Consolidation of Smaller Plans. Some areas are looking at merging their local health fund with other smaller plans in their general region. The SMWIA is actively encouraging their local unions to consider the feasibility of regional plans. Since rarely are plan structures identical in different trust funds, this possibility requires research and advice before it can move forward. At this point, we hear that funds considering this option are in the process of having the consolidation potential reviewed by consultants, including actuaries.

Perhaps the Most Difficult Thing to Achieve. While not specific to a particular plan change, more than one respondent emphasized their belief that successful cost containment depends on trustees changing their mind set to move past a business as usual mode and become proactive in making wise decisions using fund consultants’ input.

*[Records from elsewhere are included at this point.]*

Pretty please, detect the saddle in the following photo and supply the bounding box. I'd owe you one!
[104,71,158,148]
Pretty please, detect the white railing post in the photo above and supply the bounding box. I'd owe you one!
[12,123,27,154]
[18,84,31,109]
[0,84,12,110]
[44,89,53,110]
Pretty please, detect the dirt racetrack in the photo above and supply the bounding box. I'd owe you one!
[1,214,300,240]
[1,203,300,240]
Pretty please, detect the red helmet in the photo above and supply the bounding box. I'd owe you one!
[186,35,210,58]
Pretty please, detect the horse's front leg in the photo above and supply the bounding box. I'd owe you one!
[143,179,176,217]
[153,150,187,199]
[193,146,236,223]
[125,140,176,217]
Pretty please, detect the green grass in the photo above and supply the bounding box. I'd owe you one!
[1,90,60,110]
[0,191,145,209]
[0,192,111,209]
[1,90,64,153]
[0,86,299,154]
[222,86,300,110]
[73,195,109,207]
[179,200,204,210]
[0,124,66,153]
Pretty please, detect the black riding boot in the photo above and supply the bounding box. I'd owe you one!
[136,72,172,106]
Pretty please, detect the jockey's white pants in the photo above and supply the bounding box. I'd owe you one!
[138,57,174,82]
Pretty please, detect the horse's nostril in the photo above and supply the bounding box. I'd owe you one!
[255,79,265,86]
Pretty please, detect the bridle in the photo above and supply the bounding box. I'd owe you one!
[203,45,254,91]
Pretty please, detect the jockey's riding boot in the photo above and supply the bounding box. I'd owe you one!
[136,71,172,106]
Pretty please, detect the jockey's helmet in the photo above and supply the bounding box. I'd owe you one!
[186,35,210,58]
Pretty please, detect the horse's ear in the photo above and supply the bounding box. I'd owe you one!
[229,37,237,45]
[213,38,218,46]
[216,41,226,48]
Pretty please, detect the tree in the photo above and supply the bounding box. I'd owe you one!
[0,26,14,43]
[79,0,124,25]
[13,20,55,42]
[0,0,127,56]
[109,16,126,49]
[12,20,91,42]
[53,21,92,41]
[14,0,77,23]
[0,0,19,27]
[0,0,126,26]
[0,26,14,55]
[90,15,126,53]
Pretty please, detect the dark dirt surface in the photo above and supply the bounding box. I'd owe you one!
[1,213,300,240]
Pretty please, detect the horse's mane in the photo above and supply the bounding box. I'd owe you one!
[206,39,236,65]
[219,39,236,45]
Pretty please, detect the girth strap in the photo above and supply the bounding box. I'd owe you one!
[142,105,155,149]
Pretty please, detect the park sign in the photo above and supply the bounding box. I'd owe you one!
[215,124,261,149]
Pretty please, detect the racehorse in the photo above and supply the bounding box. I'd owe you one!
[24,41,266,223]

The above is just an overview of the responses to SMACNA’s survey. We would encourage you to look at the “Free Advice from Your fellow Trustees” that posted last year at this time with examples of what cost saving measures three different areas had taken at that time.

The SMWIA has also surveyed its local trustees and unions to obtain their feedback on successful cost saving measures. Once we’ve had an opportunity to review their results, we’ll be sure to update you on any different cost containment strategies they identified within the sheet metal industry. SMACNA will share our results with the SMWIA so that labor and management trustees have as many cost-savings strategies to consider for their local health plans.